4. Repeat until complete:
   - Call getMissingNodes() again
   - As new nodes are added, fewer appear missing
   - Eventually: getMissingNodes() returns empty list

5. Verification:
   - Recompute root hashes from all nodes
   - Verify they match received values
   - Ledger is now complete and verified

6. Persist:
   - Nodes are stored in NodeStore
   - SHAMap is marked immutable
   - Ledger is now available locally

Performance Metrics:

Small ledger (100k accounts):
  Nodes in tree: ~20,000
  Network requests: ~20,000 (batch fetch reduces count)
  Time to sync: seconds to minutes

Large ledger (10M accounts):
  Nodes in tree: ~2,000,000
  Network requests: ~100,000 (batching and parallel)
  Time to sync: hours to days

State Reconstruction Guarantee

The transaction tree, persisted in NodeStore, ensures unique history:

Problem:

Without transaction history, many sequences could produce same state:

State A --tx1--> State B
       \--tx2--/

Multiple paths, same end state
Which actually happened?

Solution:

The transaction tree proves the exact sequence:

Ledger header contains:
  - Account state tree root (current balances)
  - Transaction tree root (complete history)

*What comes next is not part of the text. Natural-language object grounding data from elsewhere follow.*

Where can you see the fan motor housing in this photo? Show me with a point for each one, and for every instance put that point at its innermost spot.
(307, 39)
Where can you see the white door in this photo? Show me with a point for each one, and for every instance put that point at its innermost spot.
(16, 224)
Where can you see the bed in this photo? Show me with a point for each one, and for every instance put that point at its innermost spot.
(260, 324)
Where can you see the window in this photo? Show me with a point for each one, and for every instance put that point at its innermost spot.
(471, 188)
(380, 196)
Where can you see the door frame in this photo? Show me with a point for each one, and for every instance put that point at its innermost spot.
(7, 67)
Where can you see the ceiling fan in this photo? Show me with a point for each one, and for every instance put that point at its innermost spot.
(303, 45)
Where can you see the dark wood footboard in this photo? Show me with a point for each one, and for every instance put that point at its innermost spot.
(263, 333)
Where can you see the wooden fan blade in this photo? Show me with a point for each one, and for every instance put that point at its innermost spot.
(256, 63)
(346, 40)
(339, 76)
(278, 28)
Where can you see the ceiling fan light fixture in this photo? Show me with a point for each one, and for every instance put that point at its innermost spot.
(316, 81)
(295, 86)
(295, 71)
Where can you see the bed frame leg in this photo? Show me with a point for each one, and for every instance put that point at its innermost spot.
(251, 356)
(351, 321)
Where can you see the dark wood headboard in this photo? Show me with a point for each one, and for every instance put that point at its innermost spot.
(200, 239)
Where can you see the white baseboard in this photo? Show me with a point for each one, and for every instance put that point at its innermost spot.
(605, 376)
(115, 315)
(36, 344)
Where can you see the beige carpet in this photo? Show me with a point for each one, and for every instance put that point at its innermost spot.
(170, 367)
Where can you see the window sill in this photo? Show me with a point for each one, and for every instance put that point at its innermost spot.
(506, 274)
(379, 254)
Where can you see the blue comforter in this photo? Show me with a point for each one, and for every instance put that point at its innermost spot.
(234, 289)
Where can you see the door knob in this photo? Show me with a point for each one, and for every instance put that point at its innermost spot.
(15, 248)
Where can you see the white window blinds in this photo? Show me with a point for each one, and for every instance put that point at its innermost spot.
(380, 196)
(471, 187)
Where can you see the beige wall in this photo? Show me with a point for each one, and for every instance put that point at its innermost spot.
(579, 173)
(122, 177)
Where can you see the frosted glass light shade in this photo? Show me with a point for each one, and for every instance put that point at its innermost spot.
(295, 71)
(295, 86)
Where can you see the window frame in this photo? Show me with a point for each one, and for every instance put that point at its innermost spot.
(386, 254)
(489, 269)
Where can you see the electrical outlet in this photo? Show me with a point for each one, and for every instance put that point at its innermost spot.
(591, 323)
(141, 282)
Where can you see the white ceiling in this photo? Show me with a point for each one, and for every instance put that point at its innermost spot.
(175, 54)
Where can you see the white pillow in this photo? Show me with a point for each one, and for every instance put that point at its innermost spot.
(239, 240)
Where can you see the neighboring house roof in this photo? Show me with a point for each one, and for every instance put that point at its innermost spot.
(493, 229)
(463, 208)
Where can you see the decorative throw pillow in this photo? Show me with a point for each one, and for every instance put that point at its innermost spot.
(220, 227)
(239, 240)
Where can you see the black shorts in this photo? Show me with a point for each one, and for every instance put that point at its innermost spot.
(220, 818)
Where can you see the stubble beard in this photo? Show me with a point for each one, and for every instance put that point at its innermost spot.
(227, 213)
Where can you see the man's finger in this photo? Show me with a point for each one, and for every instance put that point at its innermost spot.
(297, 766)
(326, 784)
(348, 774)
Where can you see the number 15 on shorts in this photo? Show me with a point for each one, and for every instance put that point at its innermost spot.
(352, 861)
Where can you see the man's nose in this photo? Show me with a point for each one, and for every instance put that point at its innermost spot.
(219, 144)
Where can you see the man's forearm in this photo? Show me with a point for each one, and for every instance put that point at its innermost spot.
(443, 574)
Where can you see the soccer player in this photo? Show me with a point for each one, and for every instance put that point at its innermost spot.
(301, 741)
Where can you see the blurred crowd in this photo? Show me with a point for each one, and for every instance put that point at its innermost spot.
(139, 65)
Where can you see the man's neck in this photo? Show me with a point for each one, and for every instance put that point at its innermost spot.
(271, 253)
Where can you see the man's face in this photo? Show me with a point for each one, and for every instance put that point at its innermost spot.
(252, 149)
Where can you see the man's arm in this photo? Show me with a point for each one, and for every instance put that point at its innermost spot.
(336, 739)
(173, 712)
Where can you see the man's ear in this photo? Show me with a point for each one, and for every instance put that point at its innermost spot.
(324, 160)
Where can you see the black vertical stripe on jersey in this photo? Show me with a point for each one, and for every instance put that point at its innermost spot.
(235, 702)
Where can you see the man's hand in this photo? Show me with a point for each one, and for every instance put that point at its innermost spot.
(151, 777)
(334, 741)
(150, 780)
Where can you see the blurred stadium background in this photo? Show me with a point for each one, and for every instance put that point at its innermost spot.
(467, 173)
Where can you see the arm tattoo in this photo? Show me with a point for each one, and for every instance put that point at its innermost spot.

Given state tree root + transaction tree root:
  Can verify exact sequence that produced this state
  No ambiguity about what happened

NodeStore's Role:

Both tree nodes are persisted:

  • Query state tree to find current values

  • Query transaction tree to find history

  • Together: complete, verifiable record

Summary

Key Algorithms:

  1. Traversal: visitNodes, visitLeaves, iterators

  2. Missing Detection: getMissingNodes with Full Below cache

  3. Node Addition: addRootNode, addKnownNode with canonicalization

  4. Synchronization: Complete flow from root to leaves

  5. Verification: Hash chain validation

Performance Properties:

Tree navigation:        O(log N) worst case, O(1) typical
Missing detection:      O(log N) comparisons
Complete sync:          O(N) for N nodes, ~O(log N) * bandwidth
Parallel optimization:  N-way parallelism with thread pools

Critical Insight:

Synchronization works because of hash-based tree structure:

  • Compare root hashes: O(1) comparison

  • If differ: compare children: O(16) comparisons max

  • Recursive descent: O(log N) total comparisons

  • vs. comparing all N leaves directly

This logarithmic advantage is what makes blockchain synchronization practical.